BTSYA / Teen Reader (14):
This book is a good choice for teens or young adults who have depression and are looking for something to relate to. That said, this is NOT recommended for people having suicidal thoughts. Warning: plans and thoughts of suicide are laid out in the novel. If you are experiencing suicidal thoughts, please contact a trusted adult, doctor or a professional immediately. I would also give this book as a gift only if you know the receiver very well.
Overall, this book has both positives and negatives. My opinion is a bit skewed as I am not a big fan of romance. What got me excited about the book was that it was a story about mental illness, not a love story. As someone who battles depression and anxiety, I found the book relatable when discussing depression. She is a great model for how hard it is living with depression. I found the "black slug” feeling Aysel describes as painfully true. My favorite quote from the book is
“Depression is like a heaviness that you can't ever escape. It crushes down on you, making even the smallest things like tying your shoes or chewing on toast seem like a twenty-mile hike uphill. Depression is a part of you; it's in your bones and your blood.”
Depression doesn’t just go away. It lives inside of you; makes you always feel weighed down. Aysel portrays that feeling in an easily understood way. Another positive is the way the two main characters, Roman and Aysel, illustrate guilt. Both also make these heavy emotions easy to understand for someone who hasn’t experienced such things.
What I didn't like is how it might make depression feel glamorous and as something that can be overcome. Yes, it shows depression as being a burden, but one of the reasons Roman's feelings for Aysel grow is because she wanted to kill herself. This is definitely not the right idea for teens for have. Every day is a battle with depression; it is not a thing like teenage love or having a boyfriend can fix just like that.
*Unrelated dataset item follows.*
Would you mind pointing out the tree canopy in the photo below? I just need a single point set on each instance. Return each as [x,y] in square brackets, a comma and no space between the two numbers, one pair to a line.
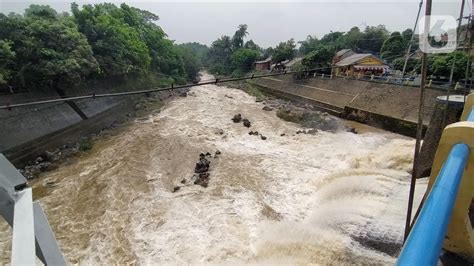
[42,49]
Readers who like realistic fiction and are seeking characters who, like themselves, may be carrying an emotional burden, may find this a relatable read.
Cautionary message: the plot describes plans and thoughts of suicide laid out in the novel. If you are experiencing suicidal thoughts, this is not a book you should read.
The plot contains profanity, sexual references, and violence.
This is a realistic fiction novel about two teens dealing with severe depression and suicidal ideation.
This is a book that should probably be shared with adult participation, particularly if anyone in the intended age group is dealing with depression or similar mental health issues.
15 and Up
14 and Up
Teen STAR Review Team, Be the Star You Are!™ . Reviewer's Age: 14
Borrow or skip. The story is uneven and could be problematic for those struggling with mental illness.